Strait of Magellan, Celsius degree, Punta Arenas, Andes, Humboldt

Because of its great latitudinal range, Chile has a diversity of climates. In general, temperatures are moderated by oceanic influences.

The northern region is almost entirely desert and is one of the driest areas in the world. Temperatures, however, are moderated by the offshore presence of the cold Peru, or Humboldt, Current. The average temperatures at Antofagasta range from 18 to 23C (64 to 74F) in January and from 12 to 16C (53 to 62F) in July. In Santiago the average range is 12 to 29C (54 to 85F) in January and 3 to 15C (38 to 58F) in July. Temperatures decrease about 1 Celsius degree for each 150 m (about 1 Fahrenheit degree for each 275 ft) of elevation in the Andes.
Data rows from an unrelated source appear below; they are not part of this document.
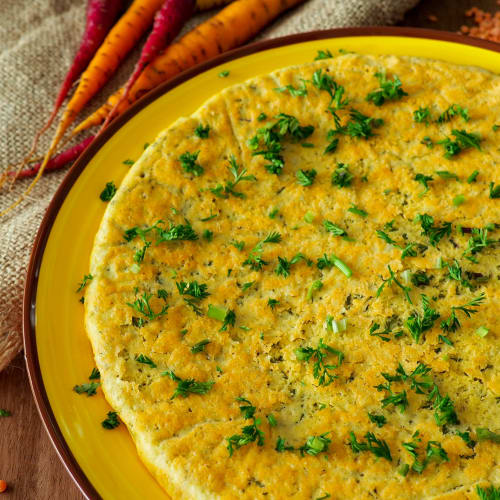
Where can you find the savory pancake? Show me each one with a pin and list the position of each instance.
(295, 289)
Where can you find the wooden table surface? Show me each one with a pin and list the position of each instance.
(27, 460)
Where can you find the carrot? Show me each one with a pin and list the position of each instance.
(167, 24)
(210, 4)
(55, 163)
(101, 15)
(120, 40)
(232, 26)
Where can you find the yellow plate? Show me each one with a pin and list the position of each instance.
(105, 463)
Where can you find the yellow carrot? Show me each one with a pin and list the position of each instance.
(229, 28)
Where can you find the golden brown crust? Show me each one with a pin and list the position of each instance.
(183, 441)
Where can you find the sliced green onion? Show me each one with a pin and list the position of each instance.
(341, 265)
(309, 217)
(482, 331)
(218, 313)
(315, 285)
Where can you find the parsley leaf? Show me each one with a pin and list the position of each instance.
(378, 447)
(418, 323)
(108, 192)
(84, 282)
(200, 346)
(145, 360)
(321, 370)
(189, 165)
(390, 90)
(202, 131)
(249, 433)
(111, 421)
(143, 306)
(306, 177)
(90, 388)
(185, 387)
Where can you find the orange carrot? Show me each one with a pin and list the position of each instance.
(120, 40)
(232, 26)
(101, 15)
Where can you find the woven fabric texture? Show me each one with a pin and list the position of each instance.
(38, 39)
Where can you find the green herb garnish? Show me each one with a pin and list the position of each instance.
(321, 370)
(189, 165)
(108, 192)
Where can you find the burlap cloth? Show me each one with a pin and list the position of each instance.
(38, 39)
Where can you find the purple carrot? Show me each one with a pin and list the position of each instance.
(55, 163)
(101, 15)
(168, 22)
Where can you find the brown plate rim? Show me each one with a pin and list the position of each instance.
(29, 300)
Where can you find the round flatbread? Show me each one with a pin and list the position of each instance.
(295, 289)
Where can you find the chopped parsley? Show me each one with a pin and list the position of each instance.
(372, 444)
(254, 259)
(334, 229)
(452, 323)
(424, 180)
(390, 90)
(392, 279)
(323, 54)
(358, 211)
(238, 176)
(227, 316)
(202, 131)
(380, 420)
(111, 421)
(272, 303)
(445, 174)
(249, 433)
(477, 242)
(463, 140)
(434, 233)
(494, 190)
(306, 177)
(472, 177)
(299, 91)
(145, 360)
(315, 445)
(142, 306)
(200, 346)
(342, 177)
(189, 164)
(271, 137)
(418, 323)
(89, 388)
(108, 192)
(185, 387)
(422, 115)
(284, 265)
(451, 112)
(84, 282)
(419, 278)
(484, 434)
(321, 370)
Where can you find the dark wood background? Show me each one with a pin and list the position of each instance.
(27, 460)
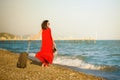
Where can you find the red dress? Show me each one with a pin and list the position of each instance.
(45, 55)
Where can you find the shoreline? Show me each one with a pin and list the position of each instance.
(33, 71)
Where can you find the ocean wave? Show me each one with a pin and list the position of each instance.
(76, 62)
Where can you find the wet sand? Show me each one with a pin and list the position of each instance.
(33, 71)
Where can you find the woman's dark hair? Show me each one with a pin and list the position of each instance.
(44, 24)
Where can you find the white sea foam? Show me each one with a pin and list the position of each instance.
(68, 61)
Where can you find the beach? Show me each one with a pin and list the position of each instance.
(33, 71)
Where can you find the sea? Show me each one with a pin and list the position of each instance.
(100, 58)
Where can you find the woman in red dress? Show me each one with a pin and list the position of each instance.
(45, 55)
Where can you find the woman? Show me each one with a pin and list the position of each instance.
(45, 55)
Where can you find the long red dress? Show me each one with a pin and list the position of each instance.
(45, 55)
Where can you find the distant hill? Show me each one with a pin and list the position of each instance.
(5, 36)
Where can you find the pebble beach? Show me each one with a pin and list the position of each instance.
(34, 71)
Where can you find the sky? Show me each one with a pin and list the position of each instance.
(68, 18)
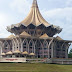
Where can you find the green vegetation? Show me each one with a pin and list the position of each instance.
(70, 54)
(25, 67)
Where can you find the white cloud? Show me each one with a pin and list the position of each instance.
(61, 17)
(22, 6)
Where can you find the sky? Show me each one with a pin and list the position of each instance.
(56, 12)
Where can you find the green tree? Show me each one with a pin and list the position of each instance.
(70, 54)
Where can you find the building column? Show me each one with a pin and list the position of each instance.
(52, 52)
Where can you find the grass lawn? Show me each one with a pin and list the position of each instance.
(23, 67)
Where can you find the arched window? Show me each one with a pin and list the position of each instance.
(45, 45)
(39, 49)
(25, 45)
(6, 47)
(0, 47)
(31, 47)
(45, 48)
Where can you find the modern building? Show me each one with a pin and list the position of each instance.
(34, 36)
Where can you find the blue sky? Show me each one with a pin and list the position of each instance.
(57, 12)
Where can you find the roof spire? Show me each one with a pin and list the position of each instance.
(34, 3)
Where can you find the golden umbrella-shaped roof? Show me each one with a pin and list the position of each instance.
(9, 53)
(3, 54)
(17, 51)
(32, 54)
(25, 52)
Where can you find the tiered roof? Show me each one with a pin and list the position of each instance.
(25, 34)
(34, 17)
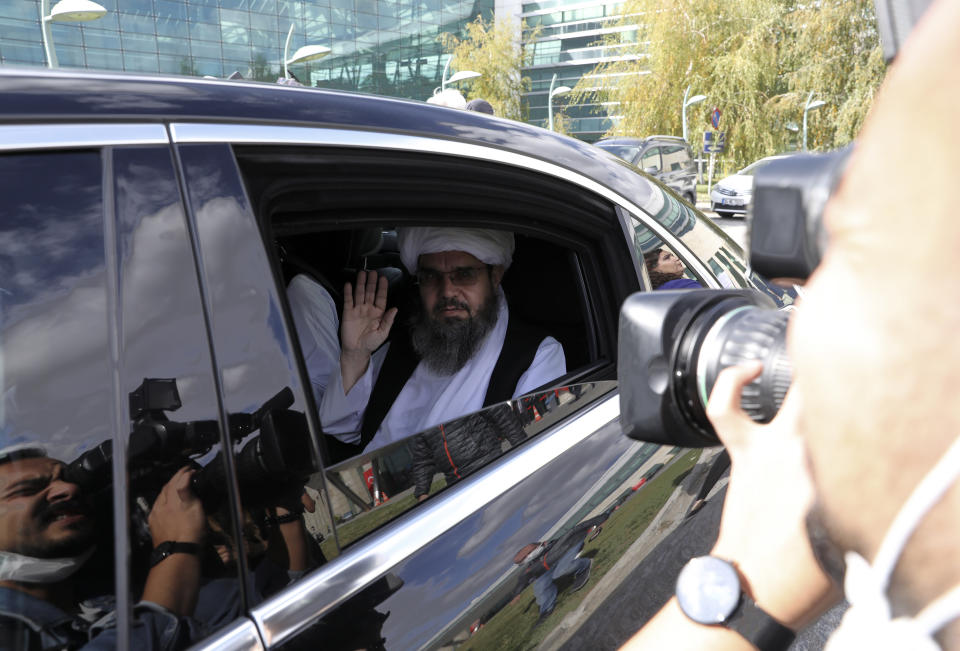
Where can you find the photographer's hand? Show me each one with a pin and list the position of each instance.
(177, 515)
(365, 324)
(763, 530)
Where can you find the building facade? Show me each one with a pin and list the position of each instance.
(574, 37)
(388, 47)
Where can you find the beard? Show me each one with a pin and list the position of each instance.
(445, 345)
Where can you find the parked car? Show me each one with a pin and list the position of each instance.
(668, 159)
(149, 228)
(732, 195)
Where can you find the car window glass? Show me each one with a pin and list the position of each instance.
(56, 384)
(650, 159)
(283, 498)
(167, 380)
(370, 490)
(674, 157)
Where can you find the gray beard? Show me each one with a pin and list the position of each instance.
(446, 345)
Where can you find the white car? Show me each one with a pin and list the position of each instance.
(732, 195)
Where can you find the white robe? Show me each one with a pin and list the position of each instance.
(428, 399)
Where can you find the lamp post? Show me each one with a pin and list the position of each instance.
(696, 99)
(809, 106)
(302, 55)
(559, 90)
(457, 76)
(65, 11)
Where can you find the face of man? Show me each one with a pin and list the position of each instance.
(458, 302)
(41, 515)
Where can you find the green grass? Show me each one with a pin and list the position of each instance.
(513, 626)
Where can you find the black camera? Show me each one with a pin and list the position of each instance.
(673, 344)
(281, 454)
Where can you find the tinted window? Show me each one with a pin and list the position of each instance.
(283, 498)
(56, 377)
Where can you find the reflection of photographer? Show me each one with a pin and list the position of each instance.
(48, 534)
(860, 464)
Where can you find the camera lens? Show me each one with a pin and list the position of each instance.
(722, 337)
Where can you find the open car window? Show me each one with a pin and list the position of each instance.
(374, 488)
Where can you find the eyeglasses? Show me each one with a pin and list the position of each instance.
(460, 277)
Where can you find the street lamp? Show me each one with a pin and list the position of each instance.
(559, 90)
(457, 76)
(809, 106)
(696, 99)
(302, 55)
(65, 11)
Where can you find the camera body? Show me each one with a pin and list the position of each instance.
(674, 344)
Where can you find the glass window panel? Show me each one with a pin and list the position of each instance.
(140, 62)
(199, 13)
(171, 27)
(204, 49)
(170, 9)
(205, 32)
(137, 23)
(14, 52)
(21, 30)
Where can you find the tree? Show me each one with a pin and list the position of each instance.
(491, 48)
(756, 60)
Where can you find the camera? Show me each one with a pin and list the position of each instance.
(280, 455)
(674, 344)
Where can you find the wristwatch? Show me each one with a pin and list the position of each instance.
(709, 592)
(170, 547)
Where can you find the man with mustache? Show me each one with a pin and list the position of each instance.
(867, 441)
(46, 536)
(460, 349)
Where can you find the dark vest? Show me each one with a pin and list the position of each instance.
(520, 346)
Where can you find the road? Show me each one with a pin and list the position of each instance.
(735, 227)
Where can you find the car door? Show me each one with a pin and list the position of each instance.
(395, 571)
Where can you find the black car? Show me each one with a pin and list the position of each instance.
(668, 159)
(149, 229)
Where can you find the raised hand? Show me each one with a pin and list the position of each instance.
(365, 324)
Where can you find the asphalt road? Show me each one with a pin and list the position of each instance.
(735, 227)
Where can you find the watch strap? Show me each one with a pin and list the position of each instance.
(759, 628)
(170, 547)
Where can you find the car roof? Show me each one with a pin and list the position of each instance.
(36, 95)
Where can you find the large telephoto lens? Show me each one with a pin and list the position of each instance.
(674, 344)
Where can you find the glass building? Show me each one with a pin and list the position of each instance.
(388, 47)
(574, 37)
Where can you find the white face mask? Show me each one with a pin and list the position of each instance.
(27, 569)
(868, 623)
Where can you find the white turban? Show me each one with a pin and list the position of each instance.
(487, 246)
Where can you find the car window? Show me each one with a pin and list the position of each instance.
(675, 157)
(167, 381)
(327, 223)
(56, 377)
(626, 152)
(650, 160)
(374, 488)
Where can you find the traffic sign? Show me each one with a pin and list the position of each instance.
(714, 142)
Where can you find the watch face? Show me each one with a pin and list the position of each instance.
(708, 590)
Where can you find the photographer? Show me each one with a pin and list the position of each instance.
(867, 440)
(48, 535)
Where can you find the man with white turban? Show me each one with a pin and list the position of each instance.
(461, 351)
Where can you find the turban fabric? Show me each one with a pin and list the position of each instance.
(487, 246)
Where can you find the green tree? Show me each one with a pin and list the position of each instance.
(756, 60)
(491, 48)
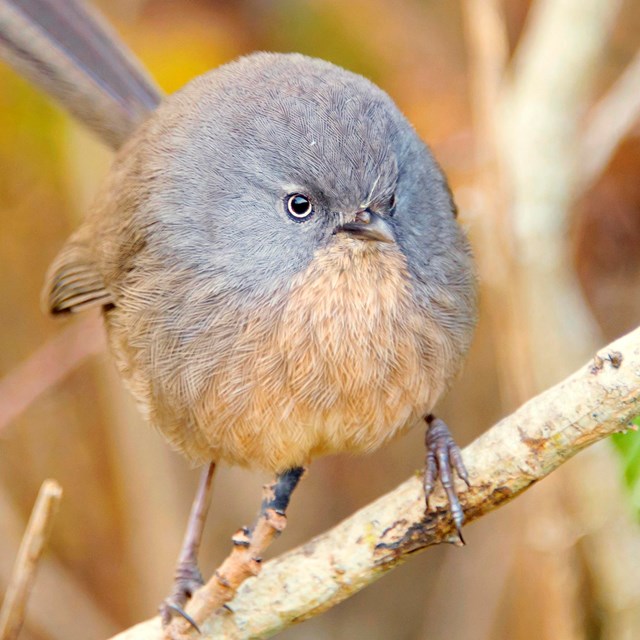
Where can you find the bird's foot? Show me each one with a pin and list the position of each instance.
(188, 580)
(443, 457)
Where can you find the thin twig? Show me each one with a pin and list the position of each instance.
(245, 559)
(599, 399)
(31, 548)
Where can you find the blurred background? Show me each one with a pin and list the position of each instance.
(532, 110)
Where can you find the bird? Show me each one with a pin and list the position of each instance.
(278, 261)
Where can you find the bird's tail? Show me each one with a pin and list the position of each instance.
(69, 51)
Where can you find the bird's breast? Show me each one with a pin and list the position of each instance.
(343, 362)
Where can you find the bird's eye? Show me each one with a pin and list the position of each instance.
(299, 207)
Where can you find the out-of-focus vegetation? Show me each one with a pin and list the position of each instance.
(127, 496)
(628, 444)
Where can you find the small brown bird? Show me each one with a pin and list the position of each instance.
(280, 269)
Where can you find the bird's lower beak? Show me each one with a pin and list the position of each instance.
(369, 226)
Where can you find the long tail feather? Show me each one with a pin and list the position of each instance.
(67, 50)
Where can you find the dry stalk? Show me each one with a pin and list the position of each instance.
(31, 548)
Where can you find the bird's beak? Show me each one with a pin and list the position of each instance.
(369, 226)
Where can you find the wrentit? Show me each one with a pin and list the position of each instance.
(280, 268)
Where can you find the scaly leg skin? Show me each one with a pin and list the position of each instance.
(443, 457)
(187, 576)
(245, 558)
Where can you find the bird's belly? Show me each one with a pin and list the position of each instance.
(347, 362)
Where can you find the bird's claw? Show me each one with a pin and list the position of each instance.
(443, 457)
(188, 580)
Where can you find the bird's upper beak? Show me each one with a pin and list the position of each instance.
(369, 226)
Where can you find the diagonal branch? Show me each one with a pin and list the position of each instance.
(599, 399)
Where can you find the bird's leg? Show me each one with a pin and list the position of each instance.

Rainfall increases southward, and the central region experiences a Mediterranean-like climate. Precipitation here is concentrated in the winter months (May to August) and ranges from an annual total of 360 mm (14 in) at Santiago to 2 mm (0.1 in) at Antofagasta. Winters here are mild, and summers are relatively cool. The southern region is cooler and experiences year-round rainfall. Precipitation reaches a maximum of about 5,000 mm (about 200 in) near the Strait of Magellan, much of it in the form of snow. The average annual temperature at Punta Arenas in the far south is about 7C (about 44F). Strong winds and cyclonic storms are common in the southern region.